A brasileira acredita que, sendo uma mulher branca, teria mais facilidades de aceitação em Lisboa, contudo, por ser brasileira, já poderia ser recebida com animosidade.

"Talvez uma pessoa brasileira branca, que não tivesse esse marcador de pele, poderia ser mais confortável, até no falar, pois o sotaque traz também uma grande diferenciação. Os portugueses defendem muito as características da identidade nacional. É algo muito importante para eles, é como se fosse um patrimônio, então eles realmente fazem diferenciação", disse ao Portal M!

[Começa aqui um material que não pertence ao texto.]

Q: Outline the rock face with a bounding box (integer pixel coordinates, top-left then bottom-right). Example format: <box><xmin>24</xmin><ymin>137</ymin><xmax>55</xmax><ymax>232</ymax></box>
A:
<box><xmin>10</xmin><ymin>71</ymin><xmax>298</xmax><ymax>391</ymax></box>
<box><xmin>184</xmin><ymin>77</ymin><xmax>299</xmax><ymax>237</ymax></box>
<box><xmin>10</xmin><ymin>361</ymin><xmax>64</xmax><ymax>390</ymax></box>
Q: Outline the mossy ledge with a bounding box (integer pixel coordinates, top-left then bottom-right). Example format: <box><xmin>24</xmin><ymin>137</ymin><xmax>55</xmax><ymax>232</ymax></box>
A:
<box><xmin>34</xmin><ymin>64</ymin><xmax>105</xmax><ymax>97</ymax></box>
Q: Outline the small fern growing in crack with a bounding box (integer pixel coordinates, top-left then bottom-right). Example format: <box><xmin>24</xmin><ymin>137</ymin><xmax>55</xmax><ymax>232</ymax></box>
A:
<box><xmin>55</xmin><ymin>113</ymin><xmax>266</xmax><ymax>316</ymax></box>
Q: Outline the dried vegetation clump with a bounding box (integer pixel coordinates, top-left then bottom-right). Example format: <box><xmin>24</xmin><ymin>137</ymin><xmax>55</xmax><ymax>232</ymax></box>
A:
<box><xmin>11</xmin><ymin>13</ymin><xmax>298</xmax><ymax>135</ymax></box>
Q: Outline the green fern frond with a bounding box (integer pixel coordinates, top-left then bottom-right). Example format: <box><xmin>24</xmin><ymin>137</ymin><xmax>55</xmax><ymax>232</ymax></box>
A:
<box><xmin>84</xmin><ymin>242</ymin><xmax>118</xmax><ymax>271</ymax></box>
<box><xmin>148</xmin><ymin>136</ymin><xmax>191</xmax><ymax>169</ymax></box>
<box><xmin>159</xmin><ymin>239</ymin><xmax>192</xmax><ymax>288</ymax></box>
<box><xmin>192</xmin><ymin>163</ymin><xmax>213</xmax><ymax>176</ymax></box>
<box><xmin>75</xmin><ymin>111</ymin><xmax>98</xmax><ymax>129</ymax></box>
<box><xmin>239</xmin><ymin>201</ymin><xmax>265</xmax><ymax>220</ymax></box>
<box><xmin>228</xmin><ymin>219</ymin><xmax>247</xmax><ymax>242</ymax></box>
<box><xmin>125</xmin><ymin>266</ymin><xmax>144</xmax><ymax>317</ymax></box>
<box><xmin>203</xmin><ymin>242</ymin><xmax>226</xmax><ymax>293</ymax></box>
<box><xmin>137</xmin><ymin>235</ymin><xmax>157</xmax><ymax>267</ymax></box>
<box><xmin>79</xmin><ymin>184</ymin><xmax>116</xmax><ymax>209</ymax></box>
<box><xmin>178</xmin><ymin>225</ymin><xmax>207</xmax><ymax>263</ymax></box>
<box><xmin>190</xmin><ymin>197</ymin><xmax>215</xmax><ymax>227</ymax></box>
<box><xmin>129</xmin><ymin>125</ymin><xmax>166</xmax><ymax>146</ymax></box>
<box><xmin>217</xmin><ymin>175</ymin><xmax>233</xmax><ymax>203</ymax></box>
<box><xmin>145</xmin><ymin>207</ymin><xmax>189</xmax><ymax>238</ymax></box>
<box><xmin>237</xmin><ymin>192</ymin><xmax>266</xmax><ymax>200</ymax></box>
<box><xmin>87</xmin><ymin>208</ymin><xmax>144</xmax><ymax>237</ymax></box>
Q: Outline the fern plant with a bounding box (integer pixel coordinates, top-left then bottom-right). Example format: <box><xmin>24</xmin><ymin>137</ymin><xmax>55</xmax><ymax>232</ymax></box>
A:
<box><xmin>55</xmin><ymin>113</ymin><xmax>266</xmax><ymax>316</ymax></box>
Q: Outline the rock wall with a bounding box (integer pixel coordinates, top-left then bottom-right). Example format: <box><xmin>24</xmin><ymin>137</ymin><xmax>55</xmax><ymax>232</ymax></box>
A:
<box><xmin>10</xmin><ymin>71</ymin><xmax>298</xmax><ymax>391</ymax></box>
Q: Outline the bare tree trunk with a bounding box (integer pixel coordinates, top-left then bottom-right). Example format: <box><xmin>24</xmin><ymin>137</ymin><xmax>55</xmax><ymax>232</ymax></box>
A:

Mesmo após ter testemunhado casos brutais de racismo e xenofobia durante os seus cinco anos em terras portuguesas, Shenia Karlsson acredita que, ao menos para ela, as mudanças foram benéficas.

"No Rio de Janeiro eu teria que lidar com outros problemas", lembrou. Contudo, a psicóloga acredita que o país que escolheu para viver seria ainda melhor se não fossem os marcadores sociais que definem o estrangeiro sempre como alguém não pertencente àquele lugar.